La philosophie des premiers s’inspire de la constitution américaine et de son premier amendement. Les autres, dont je suis, tiennent à distinguer ce qui est de l’ordre de la liberté d’opinion qui doit à tout prix être protégée, (que les opinions exprimées heurtent ou choquent) et les propos incitant « à la discrimination, à la haine ou à la violence à l’égard d’une personne ou d’un groupe de personnes, à raison de leur origine ou de leur appartenance ou de leur non-appartenance à une ethnie, une nation, une race ou une religion déterminée », selon la définition donnée en 1972 et inscrite à l’article 24 de la loi du 29 juillet 1881.

De même, cette forme particulière d’antisémitisme qui consiste à nier la réalité des crimes contre l’humanité punis par la juridiction de Nuremberg tombe sous le coup de son article 24 bis.

Faut-il redire que la profération écrite ou orale de paroles ne saurait, en toute circonstance, être considérée comme la manifestation légitime d’une liberté d’expression ?
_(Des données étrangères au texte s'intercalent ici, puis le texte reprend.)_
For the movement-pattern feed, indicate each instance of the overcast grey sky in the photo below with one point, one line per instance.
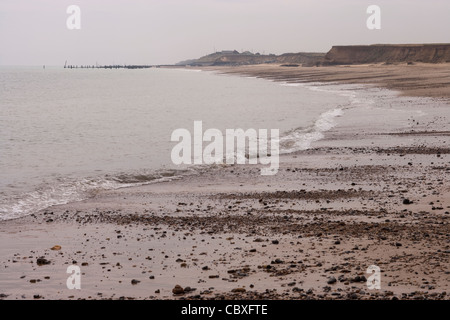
(167, 31)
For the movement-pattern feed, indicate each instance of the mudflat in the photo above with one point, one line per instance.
(311, 231)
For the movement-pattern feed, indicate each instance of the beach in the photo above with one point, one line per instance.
(366, 194)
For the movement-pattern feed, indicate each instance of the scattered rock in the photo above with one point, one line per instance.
(42, 261)
(331, 280)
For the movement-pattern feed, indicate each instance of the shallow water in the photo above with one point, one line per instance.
(66, 134)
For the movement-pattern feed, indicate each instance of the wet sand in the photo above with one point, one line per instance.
(309, 232)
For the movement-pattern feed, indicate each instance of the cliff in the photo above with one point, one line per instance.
(234, 58)
(428, 53)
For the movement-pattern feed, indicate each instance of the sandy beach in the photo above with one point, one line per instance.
(364, 195)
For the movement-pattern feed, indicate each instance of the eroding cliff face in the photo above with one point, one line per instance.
(428, 53)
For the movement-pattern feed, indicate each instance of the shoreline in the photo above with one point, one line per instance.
(308, 232)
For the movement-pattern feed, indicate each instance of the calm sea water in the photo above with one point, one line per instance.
(65, 134)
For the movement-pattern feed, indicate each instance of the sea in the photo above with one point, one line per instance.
(67, 134)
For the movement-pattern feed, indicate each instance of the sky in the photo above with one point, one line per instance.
(34, 32)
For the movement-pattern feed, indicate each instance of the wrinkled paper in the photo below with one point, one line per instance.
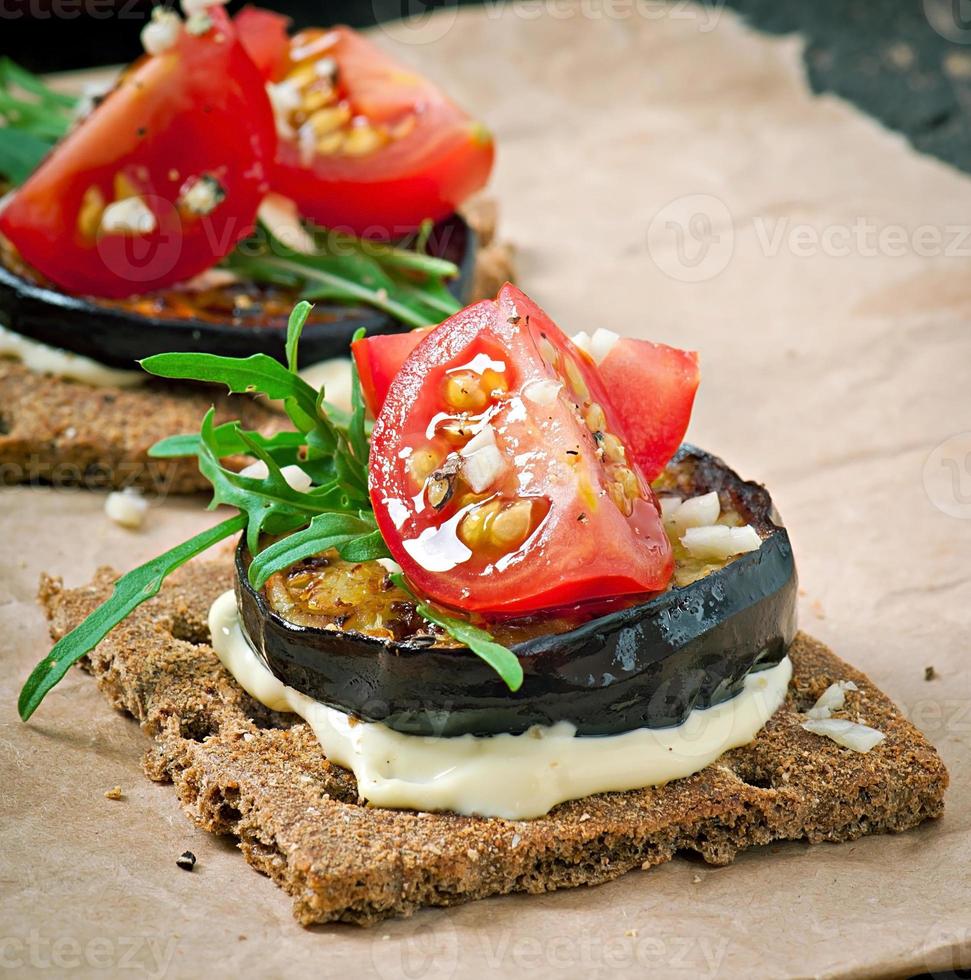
(666, 173)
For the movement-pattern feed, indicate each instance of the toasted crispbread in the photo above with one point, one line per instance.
(70, 434)
(240, 769)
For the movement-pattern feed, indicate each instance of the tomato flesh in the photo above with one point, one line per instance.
(265, 36)
(653, 387)
(160, 181)
(499, 476)
(366, 144)
(379, 358)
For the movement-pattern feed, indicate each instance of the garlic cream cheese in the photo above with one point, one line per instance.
(334, 374)
(517, 777)
(64, 364)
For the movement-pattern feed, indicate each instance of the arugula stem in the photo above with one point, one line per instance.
(369, 297)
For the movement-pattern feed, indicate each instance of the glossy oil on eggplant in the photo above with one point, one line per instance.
(119, 332)
(647, 665)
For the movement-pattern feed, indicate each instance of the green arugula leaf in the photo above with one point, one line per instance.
(227, 441)
(130, 591)
(298, 320)
(270, 503)
(348, 270)
(12, 75)
(326, 531)
(356, 433)
(258, 373)
(20, 153)
(501, 659)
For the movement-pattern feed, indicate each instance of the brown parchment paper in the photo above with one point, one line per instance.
(666, 173)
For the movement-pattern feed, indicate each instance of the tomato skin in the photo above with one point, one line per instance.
(653, 388)
(584, 548)
(199, 108)
(426, 174)
(378, 363)
(265, 36)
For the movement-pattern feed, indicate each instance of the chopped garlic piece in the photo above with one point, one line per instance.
(486, 436)
(720, 541)
(162, 31)
(282, 219)
(130, 216)
(294, 476)
(832, 699)
(126, 508)
(482, 463)
(668, 506)
(602, 343)
(584, 341)
(699, 511)
(860, 738)
(483, 468)
(203, 195)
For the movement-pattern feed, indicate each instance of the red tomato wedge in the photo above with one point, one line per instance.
(366, 144)
(265, 35)
(160, 181)
(379, 358)
(499, 474)
(652, 387)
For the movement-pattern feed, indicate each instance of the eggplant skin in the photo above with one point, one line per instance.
(646, 666)
(117, 334)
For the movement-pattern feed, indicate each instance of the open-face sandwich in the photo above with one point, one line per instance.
(534, 639)
(230, 172)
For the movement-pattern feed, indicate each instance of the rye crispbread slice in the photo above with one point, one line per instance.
(59, 432)
(70, 434)
(240, 769)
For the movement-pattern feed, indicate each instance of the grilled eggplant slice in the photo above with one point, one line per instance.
(646, 665)
(234, 320)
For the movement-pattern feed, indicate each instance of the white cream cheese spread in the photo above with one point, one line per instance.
(334, 374)
(513, 776)
(64, 364)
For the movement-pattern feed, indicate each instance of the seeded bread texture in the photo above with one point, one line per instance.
(240, 769)
(71, 434)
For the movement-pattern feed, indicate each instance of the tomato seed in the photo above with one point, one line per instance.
(463, 391)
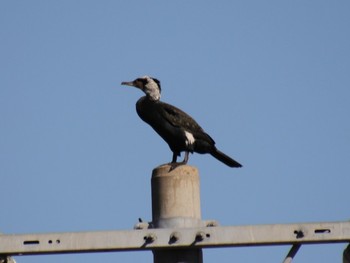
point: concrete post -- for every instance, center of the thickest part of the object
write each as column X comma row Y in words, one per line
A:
column 176, row 204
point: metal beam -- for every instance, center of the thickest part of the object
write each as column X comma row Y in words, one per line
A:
column 151, row 239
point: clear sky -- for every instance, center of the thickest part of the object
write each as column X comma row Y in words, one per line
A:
column 268, row 80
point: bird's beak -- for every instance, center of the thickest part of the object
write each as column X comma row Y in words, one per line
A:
column 128, row 83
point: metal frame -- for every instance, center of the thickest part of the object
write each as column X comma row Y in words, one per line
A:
column 153, row 239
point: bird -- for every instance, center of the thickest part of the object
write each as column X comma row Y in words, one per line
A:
column 177, row 128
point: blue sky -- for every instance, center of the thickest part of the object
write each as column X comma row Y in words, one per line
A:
column 268, row 80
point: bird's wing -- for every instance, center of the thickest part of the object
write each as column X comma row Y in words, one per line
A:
column 178, row 118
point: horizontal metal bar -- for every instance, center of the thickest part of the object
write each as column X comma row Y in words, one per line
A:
column 150, row 239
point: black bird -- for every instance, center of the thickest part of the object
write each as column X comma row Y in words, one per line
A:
column 178, row 129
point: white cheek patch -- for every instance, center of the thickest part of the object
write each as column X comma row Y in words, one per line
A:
column 190, row 139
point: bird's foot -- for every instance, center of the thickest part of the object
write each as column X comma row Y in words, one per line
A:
column 173, row 166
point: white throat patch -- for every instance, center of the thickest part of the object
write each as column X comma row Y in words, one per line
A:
column 152, row 89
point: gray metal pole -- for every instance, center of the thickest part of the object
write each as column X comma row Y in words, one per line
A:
column 176, row 204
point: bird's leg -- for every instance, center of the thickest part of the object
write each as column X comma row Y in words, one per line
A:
column 174, row 164
column 185, row 158
column 174, row 158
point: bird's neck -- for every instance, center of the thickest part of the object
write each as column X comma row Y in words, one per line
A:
column 153, row 95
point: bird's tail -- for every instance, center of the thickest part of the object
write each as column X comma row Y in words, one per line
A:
column 225, row 159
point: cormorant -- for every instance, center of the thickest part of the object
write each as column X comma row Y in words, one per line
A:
column 177, row 128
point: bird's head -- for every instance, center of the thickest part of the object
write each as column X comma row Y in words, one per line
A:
column 150, row 86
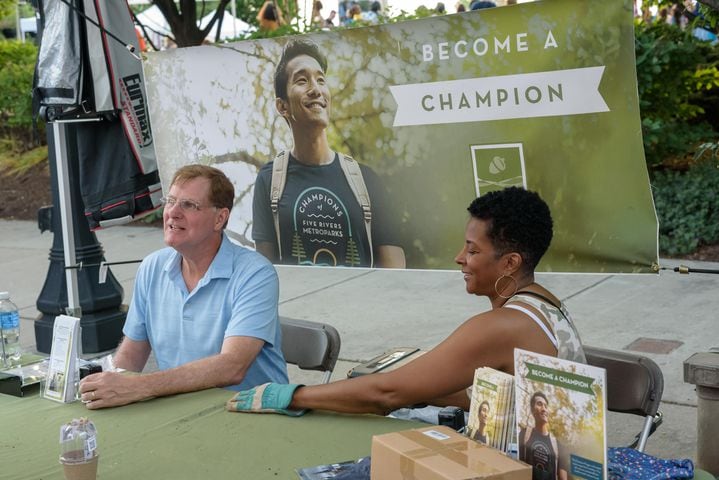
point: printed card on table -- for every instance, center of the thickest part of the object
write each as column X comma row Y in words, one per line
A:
column 60, row 382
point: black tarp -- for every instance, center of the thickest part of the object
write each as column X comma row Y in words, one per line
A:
column 86, row 71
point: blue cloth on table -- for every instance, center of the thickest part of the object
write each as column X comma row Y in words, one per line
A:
column 630, row 464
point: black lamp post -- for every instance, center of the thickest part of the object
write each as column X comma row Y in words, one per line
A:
column 101, row 312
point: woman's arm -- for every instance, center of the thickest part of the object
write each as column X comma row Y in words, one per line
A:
column 483, row 340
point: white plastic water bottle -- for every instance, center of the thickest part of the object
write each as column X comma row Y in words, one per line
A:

Les mots ne confèrent pas l’immunité à tout ce qui est exprimé : au contraire, ce sont des mots qui constituent l’élément matériel du délit de chantage, de celui de harcèlement ou d’outrage à magistrat pour ne citer que ces exemples.

Le misérable montage effectué par Mme Leclere plaçant côte-à-côte la photo d’un singe et celle de Mme Christiane Taubira assimilée à l’animal ne constitue évidemment pas l’expression d’une opinion et ne pouvait pas davantage prétendre à l’indulgence que les tribunaux ménagent aux caricatures.

Le tribunal de Cayenne l’a parfaitement caractérisé lorsqu’il a dit : « Le fait d’assimiler une personne humaine, quelle qu’elle soit, à un animal, constitue une injure faite à l’humanité entière ». Il a eu raison d’estimer que l’infraction était d’autant plus grave que cet outrage commis à l’égard des personnes de race noire avait été commis à partir d’un territoire « marqué par l’esclavage, caractérisé par l’assimilation par le code noir des « Nègres » à des biens meubles ou à du bétail ».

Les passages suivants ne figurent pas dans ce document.